JB: As writers, is it possible that we assume too much of our readers sometimes? In other words, is there ever a case when writing needs to be didactic because readers are simply either uninformed or simply not conversant (or motivated) enough to know what the author is arguing in their own text (or the historical/cultural background in which the text is situated)?
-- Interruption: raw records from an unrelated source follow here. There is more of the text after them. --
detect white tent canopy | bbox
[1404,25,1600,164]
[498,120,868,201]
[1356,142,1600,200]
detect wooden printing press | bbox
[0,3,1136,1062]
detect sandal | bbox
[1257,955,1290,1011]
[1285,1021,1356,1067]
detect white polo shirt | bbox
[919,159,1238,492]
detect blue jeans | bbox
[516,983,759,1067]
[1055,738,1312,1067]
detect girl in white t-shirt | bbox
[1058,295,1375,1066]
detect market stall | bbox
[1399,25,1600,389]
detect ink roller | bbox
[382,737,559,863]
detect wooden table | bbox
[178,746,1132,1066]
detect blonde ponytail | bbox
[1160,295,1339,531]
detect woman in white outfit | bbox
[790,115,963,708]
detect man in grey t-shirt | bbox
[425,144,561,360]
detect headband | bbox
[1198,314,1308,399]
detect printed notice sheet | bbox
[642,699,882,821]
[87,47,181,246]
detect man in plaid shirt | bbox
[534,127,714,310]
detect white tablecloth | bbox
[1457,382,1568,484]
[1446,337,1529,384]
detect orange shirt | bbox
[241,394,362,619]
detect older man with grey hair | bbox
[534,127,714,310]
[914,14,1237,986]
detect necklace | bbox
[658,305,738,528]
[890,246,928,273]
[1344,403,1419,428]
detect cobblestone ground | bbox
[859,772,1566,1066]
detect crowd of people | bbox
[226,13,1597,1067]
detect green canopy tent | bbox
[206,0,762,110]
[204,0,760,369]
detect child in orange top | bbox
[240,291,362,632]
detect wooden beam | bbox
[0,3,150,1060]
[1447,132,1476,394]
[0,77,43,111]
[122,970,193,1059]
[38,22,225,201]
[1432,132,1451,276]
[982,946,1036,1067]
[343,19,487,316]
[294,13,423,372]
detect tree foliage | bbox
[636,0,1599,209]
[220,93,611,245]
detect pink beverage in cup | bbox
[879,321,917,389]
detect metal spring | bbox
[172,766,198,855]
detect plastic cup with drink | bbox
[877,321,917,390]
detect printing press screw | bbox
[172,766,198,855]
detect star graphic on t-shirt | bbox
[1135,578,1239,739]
CB: It depends what we’re writing about. If you’re writing a thriller like The Taking of Pelham One Two Three, you need to explain to me how the NYC subway system works when there’s a runaway subway train. If you’re writing a marriage novel, however, you don’t need to start sermonizing to me about what a good marriage contains. I have my own views about that. The more esoteric the subject, the more explaining may be required. I may be in a minority here, but I find the footnotes, digressions, and discursive elements of David Foster Wallace’s Infinite Jest less interesting than his essays, though he’s almost always entertaining but you shouldn’t overestimate the reader’s supply of information, either.
VTN: Sometimes literature needs to refuse subtlety. In some cases this might stem from a need to make sure the reader gets it. But in other cases, the refusal of subtlety itself comprises an aesthetic technique that adds texture and variety. There’s pleasure to be had from didacticism. I remember watching Aimé Cesaire’s “A Tempest” at the Berkeley Rep and feeling myself electrified by its explicit political commentary, and laughing at the satire of The Tempest. The older white couple next to me didn’t make a sound. Didacticism can be divisive, but partly because it is divisive, it is powerful, especially for those who have been silenced or stifled, especially in the name of subtlety and nuance and art.